With open eyes into the future

After a stabilising process that took a little over a year, Médor’s biggest ‘blind spot’ is the online sphere, Olivier admits. “Right now we have what’s called a showcase website. We’re not sure yet how to approach the web, and we want to be very cautious about the urgency online content is treated with, and how it can damage information. We’d love to create something that’s in accordance with the web’s qualities whilst putting its deficits aside.
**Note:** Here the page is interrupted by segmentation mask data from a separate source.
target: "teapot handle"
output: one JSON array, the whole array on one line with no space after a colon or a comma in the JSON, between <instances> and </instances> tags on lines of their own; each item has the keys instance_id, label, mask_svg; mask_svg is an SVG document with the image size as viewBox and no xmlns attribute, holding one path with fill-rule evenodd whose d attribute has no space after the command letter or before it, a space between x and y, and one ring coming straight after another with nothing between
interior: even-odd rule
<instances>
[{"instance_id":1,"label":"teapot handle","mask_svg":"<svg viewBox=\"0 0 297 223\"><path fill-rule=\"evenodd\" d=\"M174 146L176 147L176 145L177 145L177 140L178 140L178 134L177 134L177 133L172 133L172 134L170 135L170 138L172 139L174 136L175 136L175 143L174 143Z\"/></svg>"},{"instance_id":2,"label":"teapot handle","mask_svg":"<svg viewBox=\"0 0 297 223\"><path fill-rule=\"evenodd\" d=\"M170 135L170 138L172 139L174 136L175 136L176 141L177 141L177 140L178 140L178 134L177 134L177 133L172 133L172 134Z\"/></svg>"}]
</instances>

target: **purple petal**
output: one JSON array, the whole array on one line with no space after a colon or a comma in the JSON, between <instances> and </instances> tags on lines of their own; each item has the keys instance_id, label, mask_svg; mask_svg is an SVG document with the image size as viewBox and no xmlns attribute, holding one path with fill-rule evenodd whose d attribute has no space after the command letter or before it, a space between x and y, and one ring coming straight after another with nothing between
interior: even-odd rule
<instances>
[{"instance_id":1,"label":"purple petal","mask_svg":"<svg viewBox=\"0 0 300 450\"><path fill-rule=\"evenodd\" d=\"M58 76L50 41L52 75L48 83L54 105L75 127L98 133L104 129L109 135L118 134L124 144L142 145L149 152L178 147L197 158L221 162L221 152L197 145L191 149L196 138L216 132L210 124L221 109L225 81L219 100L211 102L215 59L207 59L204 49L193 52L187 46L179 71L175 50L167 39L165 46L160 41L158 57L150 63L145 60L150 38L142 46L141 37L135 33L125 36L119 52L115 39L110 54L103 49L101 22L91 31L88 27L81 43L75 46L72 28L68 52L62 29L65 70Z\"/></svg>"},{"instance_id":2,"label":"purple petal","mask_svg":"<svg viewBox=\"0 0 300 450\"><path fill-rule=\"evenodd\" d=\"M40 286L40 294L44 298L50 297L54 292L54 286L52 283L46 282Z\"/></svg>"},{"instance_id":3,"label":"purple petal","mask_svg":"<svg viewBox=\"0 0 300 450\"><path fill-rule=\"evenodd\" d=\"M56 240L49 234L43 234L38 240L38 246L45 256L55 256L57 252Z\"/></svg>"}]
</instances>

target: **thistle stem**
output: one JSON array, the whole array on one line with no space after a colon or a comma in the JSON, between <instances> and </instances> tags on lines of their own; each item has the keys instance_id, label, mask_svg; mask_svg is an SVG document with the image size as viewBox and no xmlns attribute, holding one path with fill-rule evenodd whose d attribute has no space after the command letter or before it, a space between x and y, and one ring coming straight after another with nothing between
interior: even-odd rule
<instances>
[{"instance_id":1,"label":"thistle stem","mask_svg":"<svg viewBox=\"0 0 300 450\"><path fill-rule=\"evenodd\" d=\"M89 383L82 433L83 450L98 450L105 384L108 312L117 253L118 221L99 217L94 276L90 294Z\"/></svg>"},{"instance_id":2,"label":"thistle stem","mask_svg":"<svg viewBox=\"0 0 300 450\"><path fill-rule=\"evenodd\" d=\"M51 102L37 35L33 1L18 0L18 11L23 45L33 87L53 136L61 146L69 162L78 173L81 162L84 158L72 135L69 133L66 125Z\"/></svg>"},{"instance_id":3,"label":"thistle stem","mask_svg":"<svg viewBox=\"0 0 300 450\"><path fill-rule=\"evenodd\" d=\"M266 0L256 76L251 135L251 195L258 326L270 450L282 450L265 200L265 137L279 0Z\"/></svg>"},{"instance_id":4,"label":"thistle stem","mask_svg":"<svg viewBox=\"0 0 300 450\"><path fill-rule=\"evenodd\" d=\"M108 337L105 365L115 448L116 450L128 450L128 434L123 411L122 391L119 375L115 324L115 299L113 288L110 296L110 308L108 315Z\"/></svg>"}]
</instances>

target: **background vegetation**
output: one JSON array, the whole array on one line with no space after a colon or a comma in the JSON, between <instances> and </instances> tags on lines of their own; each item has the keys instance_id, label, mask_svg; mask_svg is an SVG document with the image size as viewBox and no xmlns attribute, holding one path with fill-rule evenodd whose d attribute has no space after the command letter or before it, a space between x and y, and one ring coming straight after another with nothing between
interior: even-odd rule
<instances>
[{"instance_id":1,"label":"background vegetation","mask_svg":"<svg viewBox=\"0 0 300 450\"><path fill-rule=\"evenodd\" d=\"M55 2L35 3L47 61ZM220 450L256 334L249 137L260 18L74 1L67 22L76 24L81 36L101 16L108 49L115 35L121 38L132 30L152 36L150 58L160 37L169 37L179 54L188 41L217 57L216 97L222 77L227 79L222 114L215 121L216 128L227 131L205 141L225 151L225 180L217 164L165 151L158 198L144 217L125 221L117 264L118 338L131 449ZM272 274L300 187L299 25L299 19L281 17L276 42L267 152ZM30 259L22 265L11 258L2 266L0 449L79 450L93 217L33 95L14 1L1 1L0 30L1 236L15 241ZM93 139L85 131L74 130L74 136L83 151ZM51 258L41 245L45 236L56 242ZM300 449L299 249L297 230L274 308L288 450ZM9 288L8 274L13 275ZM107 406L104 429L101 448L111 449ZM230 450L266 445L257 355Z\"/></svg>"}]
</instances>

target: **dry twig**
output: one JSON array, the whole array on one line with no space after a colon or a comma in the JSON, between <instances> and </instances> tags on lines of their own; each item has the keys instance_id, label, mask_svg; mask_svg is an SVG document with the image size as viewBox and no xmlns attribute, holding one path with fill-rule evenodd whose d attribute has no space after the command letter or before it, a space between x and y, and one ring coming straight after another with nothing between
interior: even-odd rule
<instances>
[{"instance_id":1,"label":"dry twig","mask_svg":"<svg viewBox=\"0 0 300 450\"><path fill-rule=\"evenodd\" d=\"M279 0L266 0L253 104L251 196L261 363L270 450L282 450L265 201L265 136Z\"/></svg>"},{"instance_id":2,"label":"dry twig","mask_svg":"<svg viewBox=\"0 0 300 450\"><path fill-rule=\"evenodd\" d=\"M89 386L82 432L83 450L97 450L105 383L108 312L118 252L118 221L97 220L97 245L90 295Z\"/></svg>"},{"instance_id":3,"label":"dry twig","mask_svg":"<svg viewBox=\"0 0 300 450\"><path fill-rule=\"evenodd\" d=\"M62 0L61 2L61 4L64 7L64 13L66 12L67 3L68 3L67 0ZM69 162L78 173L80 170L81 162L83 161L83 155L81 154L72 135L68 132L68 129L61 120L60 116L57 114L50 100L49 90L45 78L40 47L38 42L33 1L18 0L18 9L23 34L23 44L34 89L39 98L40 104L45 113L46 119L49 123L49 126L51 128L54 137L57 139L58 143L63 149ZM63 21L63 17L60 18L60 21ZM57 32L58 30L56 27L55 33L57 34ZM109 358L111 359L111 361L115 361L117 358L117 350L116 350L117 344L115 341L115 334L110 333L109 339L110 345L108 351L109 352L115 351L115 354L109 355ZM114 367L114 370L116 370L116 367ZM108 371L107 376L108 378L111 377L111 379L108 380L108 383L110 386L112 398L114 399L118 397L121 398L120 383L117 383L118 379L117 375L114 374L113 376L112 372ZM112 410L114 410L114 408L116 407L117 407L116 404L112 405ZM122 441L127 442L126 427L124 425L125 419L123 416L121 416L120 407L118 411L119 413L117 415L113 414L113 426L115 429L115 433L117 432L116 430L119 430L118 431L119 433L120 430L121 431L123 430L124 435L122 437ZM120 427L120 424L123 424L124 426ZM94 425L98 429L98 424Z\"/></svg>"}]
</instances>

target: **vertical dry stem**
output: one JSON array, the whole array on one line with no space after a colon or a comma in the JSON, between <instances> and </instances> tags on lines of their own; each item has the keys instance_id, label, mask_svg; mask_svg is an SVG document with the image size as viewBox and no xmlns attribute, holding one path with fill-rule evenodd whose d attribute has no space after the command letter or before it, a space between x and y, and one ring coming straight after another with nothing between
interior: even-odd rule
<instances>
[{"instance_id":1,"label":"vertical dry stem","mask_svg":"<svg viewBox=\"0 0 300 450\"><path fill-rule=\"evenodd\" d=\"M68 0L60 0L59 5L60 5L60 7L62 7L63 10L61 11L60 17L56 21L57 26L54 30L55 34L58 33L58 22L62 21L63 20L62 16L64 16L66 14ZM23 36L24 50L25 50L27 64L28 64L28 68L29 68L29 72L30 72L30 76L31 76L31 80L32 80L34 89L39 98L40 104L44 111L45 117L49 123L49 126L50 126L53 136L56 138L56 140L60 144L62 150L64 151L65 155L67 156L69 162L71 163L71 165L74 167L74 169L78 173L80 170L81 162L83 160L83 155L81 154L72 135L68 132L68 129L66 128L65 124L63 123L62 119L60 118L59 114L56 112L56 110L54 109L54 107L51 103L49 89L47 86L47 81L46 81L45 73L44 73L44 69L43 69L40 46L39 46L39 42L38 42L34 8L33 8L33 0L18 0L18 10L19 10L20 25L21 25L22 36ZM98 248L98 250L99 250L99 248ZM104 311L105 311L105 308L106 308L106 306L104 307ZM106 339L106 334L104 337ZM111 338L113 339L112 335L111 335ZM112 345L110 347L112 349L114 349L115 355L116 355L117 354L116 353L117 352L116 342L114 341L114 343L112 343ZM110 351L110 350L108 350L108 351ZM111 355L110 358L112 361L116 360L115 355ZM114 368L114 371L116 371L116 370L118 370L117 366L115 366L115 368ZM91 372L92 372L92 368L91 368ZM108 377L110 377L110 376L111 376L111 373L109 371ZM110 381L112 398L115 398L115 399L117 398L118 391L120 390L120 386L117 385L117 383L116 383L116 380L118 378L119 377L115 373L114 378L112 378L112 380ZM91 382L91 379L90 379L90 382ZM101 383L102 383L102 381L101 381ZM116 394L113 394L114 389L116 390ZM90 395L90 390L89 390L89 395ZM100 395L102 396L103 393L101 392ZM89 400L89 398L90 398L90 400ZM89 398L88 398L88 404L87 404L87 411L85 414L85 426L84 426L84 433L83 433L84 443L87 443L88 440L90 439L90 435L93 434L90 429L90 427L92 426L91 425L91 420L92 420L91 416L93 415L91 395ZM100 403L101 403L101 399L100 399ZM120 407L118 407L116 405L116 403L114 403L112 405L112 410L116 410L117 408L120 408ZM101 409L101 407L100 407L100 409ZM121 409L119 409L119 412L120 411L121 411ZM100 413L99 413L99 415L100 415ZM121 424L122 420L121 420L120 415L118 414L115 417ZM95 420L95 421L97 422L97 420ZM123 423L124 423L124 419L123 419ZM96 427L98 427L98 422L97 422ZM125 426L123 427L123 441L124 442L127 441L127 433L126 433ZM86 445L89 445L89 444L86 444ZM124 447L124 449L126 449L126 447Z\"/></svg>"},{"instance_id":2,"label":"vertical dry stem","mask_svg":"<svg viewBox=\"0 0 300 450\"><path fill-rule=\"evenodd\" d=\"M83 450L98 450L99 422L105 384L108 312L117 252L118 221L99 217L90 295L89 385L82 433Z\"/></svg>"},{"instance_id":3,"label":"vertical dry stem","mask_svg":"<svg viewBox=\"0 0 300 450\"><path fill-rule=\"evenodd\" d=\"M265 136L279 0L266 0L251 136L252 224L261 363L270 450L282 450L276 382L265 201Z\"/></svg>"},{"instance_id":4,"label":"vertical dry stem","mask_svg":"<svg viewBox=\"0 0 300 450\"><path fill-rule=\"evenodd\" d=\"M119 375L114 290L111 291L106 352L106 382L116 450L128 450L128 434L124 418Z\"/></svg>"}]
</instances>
A way to engage with our readership in a productive manner, instead of an open minitrottoir full of nonsense. But for now, we haven’t yet found out how to do so exactly.” As for Laurence, she’s convinced that in ten years’ time, Médor will still be around. “But we do have the reputation of being optimists,” she grins, “Médor bases its entire model around its readers and subscribers. Which gives us a large amount of liberty, unlike advertising-based publications where advertisers supposedly shouldn’t have an influence – which, in reality, they do have. It’s crucial we keep guaranteeing our readers an independent and innovative result, all while being careful of not being too elitist, that it remains accessible to everyone.” A statement Olivier agrees on: “What’s most important now is ensuring that we continue to be a project that’s, despite everything, innovative and experimental. It’s a bit the risk that comes along with stability, the more you have of it, the easier it gets to fall into a certain rut. Visually we’re hoping to continue the trend through engaging the Pilotes Punk. And we never stop having the same, often intense discussions.”